A Cynical Queer Killjoy's Mixed Feelings on the Rainbow Machine

It’s June, which means that cynical, nerdy, political queer killjoys are spending the month rolling their eyes at the shiny whitewashed respectability spectacle of corporate-sponsored pride celebrations. I would know--I'm one of them.

But sometimes I fall off my high horse and remember: I didn't start out thinking like this. Not even close.

When I sigh at the rainbow-themed sneakers and laptop ads popping up around the city, unimpressed with corporations' willingness to co-opt symbols of a successful liberation movement now that it has been deemed more profitable than not.

But I also remember living in a time and place when public support of LGBT rights was more of a business liability than a strategy, and think of how much tweenage angst I could have avoided had I seen rainbow-plastered shoe stores then.

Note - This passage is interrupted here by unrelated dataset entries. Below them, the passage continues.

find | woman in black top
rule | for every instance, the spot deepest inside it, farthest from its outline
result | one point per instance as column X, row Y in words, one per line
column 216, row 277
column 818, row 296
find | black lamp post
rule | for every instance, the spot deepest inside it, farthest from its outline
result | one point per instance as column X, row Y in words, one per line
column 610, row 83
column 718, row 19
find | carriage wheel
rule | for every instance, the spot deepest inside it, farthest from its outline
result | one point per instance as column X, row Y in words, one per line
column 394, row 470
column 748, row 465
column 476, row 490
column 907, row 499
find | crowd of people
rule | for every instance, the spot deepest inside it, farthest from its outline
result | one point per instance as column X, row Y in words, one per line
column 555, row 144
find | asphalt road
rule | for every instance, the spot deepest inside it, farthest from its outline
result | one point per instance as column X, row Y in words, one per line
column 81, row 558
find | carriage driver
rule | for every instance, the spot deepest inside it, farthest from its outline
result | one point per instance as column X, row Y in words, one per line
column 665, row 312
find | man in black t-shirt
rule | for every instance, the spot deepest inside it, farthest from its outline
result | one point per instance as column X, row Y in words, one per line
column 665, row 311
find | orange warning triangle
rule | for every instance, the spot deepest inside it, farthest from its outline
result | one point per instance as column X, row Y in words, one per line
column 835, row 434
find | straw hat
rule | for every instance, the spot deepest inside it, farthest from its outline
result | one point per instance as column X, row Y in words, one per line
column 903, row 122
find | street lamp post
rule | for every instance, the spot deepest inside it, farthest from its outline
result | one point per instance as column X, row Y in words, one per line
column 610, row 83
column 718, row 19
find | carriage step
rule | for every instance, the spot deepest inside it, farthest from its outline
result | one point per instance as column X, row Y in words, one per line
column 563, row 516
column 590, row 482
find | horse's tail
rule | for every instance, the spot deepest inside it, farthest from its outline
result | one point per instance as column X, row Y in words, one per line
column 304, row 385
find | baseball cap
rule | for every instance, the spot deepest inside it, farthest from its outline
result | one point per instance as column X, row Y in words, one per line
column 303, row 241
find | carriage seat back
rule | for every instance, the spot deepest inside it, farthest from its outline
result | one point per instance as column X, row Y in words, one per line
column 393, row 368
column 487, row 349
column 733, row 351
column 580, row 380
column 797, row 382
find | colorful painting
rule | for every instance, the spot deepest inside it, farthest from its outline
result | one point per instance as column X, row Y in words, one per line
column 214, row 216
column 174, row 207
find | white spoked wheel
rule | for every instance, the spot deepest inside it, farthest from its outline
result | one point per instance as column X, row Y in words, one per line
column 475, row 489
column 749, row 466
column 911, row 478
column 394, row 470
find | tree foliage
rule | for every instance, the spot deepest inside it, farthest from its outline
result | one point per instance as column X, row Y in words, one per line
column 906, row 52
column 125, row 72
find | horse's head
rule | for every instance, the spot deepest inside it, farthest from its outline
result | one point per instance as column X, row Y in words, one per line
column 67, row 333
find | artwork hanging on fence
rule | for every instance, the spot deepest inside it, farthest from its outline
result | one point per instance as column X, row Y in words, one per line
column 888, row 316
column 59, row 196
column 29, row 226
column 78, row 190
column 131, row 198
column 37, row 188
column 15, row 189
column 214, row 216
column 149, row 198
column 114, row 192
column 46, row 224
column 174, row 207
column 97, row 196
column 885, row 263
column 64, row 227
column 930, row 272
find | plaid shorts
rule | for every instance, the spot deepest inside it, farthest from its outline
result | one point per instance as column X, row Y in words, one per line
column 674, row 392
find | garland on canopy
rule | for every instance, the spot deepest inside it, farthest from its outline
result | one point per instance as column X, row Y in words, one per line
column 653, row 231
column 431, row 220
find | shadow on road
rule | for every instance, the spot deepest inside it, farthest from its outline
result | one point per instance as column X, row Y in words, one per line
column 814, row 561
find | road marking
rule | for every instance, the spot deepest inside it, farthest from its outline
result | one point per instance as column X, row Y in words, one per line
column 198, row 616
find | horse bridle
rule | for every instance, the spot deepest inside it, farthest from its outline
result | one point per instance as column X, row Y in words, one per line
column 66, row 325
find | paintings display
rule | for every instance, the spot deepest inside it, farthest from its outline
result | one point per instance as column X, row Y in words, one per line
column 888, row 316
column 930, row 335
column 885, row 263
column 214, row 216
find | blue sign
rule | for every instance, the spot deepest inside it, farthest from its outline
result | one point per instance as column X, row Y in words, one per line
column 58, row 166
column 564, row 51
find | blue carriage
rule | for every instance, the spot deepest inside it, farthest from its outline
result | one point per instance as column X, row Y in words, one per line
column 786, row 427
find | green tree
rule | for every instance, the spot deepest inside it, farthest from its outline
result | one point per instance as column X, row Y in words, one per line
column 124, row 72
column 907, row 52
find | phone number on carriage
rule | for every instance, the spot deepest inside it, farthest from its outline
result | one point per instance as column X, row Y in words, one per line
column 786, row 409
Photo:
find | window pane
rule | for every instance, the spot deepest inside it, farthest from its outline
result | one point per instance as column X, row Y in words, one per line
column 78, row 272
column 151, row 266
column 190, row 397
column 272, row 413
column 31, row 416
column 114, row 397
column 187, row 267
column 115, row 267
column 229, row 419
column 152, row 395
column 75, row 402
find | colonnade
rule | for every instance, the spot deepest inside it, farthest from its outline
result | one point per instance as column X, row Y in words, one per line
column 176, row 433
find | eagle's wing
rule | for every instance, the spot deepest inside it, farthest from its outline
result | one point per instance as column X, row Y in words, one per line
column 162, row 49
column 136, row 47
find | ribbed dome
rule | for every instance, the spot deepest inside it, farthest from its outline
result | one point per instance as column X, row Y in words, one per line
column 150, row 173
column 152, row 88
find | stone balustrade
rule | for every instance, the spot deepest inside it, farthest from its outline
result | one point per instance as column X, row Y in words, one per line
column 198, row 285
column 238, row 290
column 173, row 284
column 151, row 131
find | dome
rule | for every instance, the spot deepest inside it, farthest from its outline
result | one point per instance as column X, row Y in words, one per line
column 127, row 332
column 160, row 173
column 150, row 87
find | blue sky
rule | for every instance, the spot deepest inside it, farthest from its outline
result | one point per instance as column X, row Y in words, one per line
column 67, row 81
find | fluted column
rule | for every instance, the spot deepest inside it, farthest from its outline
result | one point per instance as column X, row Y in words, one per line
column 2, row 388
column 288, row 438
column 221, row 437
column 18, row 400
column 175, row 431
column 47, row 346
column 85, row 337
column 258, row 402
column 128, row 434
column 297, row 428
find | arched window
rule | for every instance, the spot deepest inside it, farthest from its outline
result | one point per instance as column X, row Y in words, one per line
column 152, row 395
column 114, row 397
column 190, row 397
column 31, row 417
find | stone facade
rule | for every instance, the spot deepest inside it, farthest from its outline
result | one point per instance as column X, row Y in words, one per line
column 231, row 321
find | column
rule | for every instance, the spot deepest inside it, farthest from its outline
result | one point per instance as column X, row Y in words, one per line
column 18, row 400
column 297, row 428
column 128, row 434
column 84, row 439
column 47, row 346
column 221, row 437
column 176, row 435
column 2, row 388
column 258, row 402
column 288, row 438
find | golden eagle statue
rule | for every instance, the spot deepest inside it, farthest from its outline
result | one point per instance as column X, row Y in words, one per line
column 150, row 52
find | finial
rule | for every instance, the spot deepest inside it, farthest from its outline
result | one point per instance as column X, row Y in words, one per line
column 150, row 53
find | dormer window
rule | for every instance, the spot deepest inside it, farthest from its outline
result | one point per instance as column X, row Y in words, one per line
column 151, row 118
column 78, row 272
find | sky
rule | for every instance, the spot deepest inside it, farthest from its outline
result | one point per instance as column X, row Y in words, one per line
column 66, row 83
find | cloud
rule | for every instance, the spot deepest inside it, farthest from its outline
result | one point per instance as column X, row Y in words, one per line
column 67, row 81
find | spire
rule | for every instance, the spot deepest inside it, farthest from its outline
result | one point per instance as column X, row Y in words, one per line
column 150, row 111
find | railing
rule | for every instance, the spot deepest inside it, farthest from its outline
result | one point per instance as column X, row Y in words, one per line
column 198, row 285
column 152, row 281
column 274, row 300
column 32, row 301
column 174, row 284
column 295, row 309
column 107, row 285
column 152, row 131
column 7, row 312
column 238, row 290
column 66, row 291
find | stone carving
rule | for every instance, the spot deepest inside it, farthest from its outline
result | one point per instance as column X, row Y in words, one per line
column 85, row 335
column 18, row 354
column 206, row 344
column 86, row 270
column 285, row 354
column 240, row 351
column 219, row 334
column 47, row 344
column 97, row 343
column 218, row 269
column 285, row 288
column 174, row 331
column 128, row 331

When "I Kissed a Girl" comes on, and I rant about the way queer female sexuality is fetishized for the male gaze and sensationalized for mainstream consumption.

But when I first heard that song during seventh grade carpool, my friend's mother expressed a very different type of moral disgust based on the title line alone. I immediately chimed in with an "Ew, that's gross," despite the fact that I had been listening with fascination to Katy Perry's description of anonymous girl's touchable skin, in awe over how she was able to admit these desires on the radio.

When I lament how pride has turned into just another party for straight people, despite the revolutionary origins of the celebration.

But I sure as hell wouldn't have had the guts to show up at my first pride event if I couldn't have been written off as just another straight person there for a party.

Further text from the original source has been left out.